Das Gespräch wurde hier unterbrochen. Der zweite Kanonenschuß fiel, ein Zeichen für die nicht Mitreisenden, in ihre Boote zu steigen und den Dampfer zu verlassen, der anfing, seinen Anker zu heben.

»Was ich Sie noch fragen wollte, Señor«, wandte sich Lydia noch einmal an Rafael, »können Sie mir nicht sagen, was aus Señor Desterres geworden ist und welche Strafe er erleiden wird, da er um die Vergiftung Ihres Onkels doch jedenfalls gewußt hat?«

»Zufällig habe ich eben auf der Bahn nach Callao jemand gefunden«, erwiderte Rafael, »der mir genaue Auskunft darüber geben konnte. Señor Desterres ist zum Präfekten einer der bedeutenderen Städte des Innern ernannt worden.«

»Zum Präfekten?«

»Die oberste Gerichtsbehörde eines Distriktes.«

»Ja, aber wie ist das möglich?« rief Lydia erstaunt – »der Präsident weiß doch . . .«

»Daß Señor Desterres sehr viele einflußreiche Freunde in Lima hat, die durch eine genaue Untersuchung sämtlich sehr in Verlegenheit geraten könnten, und da er doch Beamte haben muß, so hielt er es für besser, den Herrn aus dem Weg zu schicken.«

»Als Präfekt!« rief Lydia, die sich von ihrem Erstaunen noch immer nicht erholen konnte.

»Wären Sie länger in Peru gewesen, so würden Sie das gar nicht so außerordentlich finden«, lächelte Rafael. »Es fallen da oft noch viel merkwürdigere Sachen vor.«

»Unerklärlich!« sagte Lydia, »aber wissen Sie, daß mir der Präsident noch gestern meinen ganzen Verlust, den ich im Karneval erlitt, aus seiner eigenen Kasse hat vergüten lassen?«

»Das sieht ihm ähnlich«, sagte Rafael; »er zahlt gewöhnlich selber, um nur Ruhe zu haben. Aber auch Sie sind mir noch etwas schuldig, Lydia, Ihre Adresse«, sagte Rafael. »Erinnern Sie sich nicht, daß Sie mir versprachen, mir den Namen Ihres künftigen Gatten zu nennen, damit wir Ihnen einmal nach Frankreich schreiben können?«

»Meines künftigen Gatten?« sagte Lydia erstaunt, »ich weiß mich wirklich nicht zu erinnern, daß ich von dem je gesprochen hätte.«

»Aber Sie sagten mir doch selber, daß Sie einen Bräutigam in Frankreich hätten!«

»Einen Bräutigam? Ja, – aber hatte ich Ihnen auch gesagt, daß es ein Mensch sei?« flüsterte Lydia, und ihre Augen nahmen einen ganz eigentümlichen Glanz an. »Es ist kein Mensch, Don Rafael, es ist ein Gott, und«, setzte sie jetzt wieder mit ihrem alten Lächeln hinzu, »meinem Geschmack dürfen Sie schon zutrauen, daß ich mir den schönsten der Götter ausgesucht habe – er heißt Apollo!«

»Lydia!«

»Meine Herrschaften, der Anker ist auf – das Schiff fährt gleich ab und Sie werden mit in See genommen!« tönte der Warnungsruf über Deck, denn das Abschiednehmen hört in solchen Augenblicken gar nicht auf.
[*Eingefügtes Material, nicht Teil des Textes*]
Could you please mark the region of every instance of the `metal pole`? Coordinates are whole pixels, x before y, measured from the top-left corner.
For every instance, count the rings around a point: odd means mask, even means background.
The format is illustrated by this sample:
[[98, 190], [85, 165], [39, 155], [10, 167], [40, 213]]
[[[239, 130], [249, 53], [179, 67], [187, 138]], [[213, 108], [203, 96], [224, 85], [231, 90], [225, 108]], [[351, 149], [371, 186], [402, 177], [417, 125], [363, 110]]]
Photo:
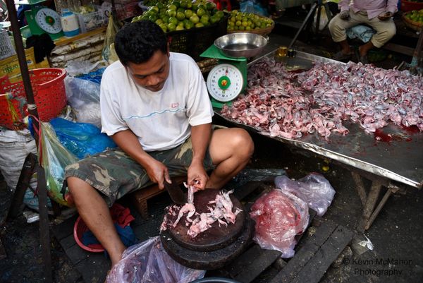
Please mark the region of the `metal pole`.
[[317, 7], [317, 3], [314, 3], [313, 4], [313, 6], [312, 6], [312, 8], [310, 8], [310, 11], [309, 11], [309, 13], [305, 17], [305, 19], [304, 19], [304, 21], [302, 22], [302, 24], [301, 25], [301, 26], [298, 29], [298, 31], [297, 32], [297, 34], [295, 35], [295, 36], [294, 36], [294, 38], [293, 39], [293, 40], [290, 43], [289, 46], [288, 47], [288, 49], [292, 48], [292, 47], [294, 45], [294, 44], [297, 41], [297, 38], [298, 37], [298, 35], [300, 35], [300, 33], [301, 33], [301, 31], [304, 29], [304, 27], [308, 23], [310, 17], [312, 16], [312, 15], [313, 14], [313, 13], [316, 10]]
[[[20, 36], [20, 30], [19, 29], [19, 23], [18, 23], [18, 13], [15, 8], [13, 0], [6, 0], [8, 18], [11, 21], [12, 32], [13, 33], [13, 39], [15, 45], [16, 46], [16, 54], [19, 61], [19, 67], [20, 68], [20, 74], [22, 75], [22, 80], [23, 87], [26, 94], [27, 101], [28, 102], [28, 112], [30, 114], [38, 119], [38, 112], [34, 100], [34, 93], [31, 87], [31, 80], [30, 79], [30, 73], [28, 71], [28, 66], [26, 63], [26, 57], [25, 55], [25, 49], [23, 48], [23, 42]], [[35, 121], [34, 126], [38, 127], [38, 123]], [[38, 144], [38, 137], [35, 136], [35, 140]]]
[[[20, 68], [20, 73], [23, 86], [26, 94], [27, 108], [30, 114], [33, 115], [38, 119], [38, 112], [37, 106], [34, 100], [34, 93], [32, 92], [32, 87], [31, 86], [31, 80], [28, 71], [28, 66], [26, 63], [26, 56], [25, 49], [23, 48], [23, 42], [20, 35], [20, 30], [18, 23], [18, 14], [15, 8], [13, 0], [6, 0], [7, 9], [9, 19], [11, 24], [12, 32], [13, 32], [13, 39], [15, 40], [15, 45], [16, 47], [16, 54], [19, 61], [19, 67]], [[39, 128], [38, 121], [33, 119], [33, 125], [35, 127]], [[35, 135], [35, 142], [39, 146], [38, 136]], [[51, 272], [51, 257], [50, 254], [50, 232], [49, 227], [49, 215], [47, 212], [47, 187], [45, 180], [44, 171], [39, 165], [38, 169], [38, 196], [39, 196], [39, 240], [42, 248], [42, 255], [44, 261], [44, 279], [47, 283], [52, 283], [52, 272]]]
»Lydia, meine liebe Lydia, leb' wohl!« rief Adele und flog dem jungen Mädchen noch einmal um den Hals. Alles drängte herbei, der Sängerin zum letztenmal die Hand zu schütteln und ihr eine glückliche Reise zu wünschen. Dann kletterten die Leute hastig in ihre Boote hinab, um aus dem Bereich der schon langsam arbeitenden Räder zu kommen.
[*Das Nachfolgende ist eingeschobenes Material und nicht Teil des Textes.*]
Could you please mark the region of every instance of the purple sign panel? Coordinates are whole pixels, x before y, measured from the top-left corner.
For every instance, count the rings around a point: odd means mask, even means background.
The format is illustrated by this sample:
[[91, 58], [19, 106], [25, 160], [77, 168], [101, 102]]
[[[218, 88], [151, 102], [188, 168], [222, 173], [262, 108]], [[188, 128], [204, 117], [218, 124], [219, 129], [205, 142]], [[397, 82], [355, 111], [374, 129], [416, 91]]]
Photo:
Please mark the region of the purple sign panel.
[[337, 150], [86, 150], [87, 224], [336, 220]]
Rafael, der sein eigenes Boot allein für sich hatte, war bis zuletzt an Bord geblieben. Jetzt, als auch die letzten von der Sängerin Abschied genommen hatten, reichte er Lydia noch einmal die Hand und sagte leise und tief bewegt:

»Leben Sie wohl, Lydia, und wo Sie auch immer weilen, seien Sie versichert, daß hier in Peru ein Herz mit treuer Freundschaft Ihrer gedenkt!«

»Ich weiß es«, lächelte das junge Mädchen, und Tränen glänzten in ihren Augen – »leben Sie wohl, Don Rafael, seien Sie glücklich, und diesen Kuß bringen Sie noch Ihrer Juanita von mir! Sie dürfen ihn ihr bringen, denn es ist der Kuß einer Schwester«, und ihr Antlitz zu ihm hebend, berührte sie leise seine Lippen mit den ihrigen. Dann trat sie zurück und winkte ihm freundlich zu. Im nächsten Augenblick stand Rafael in seinem Boot, das von Bord abstieß. Die Räder griffen mit voller Kraft ein, und nach Norden hinauf schnaubte der Koloß seinem fernen Ziel entgegen.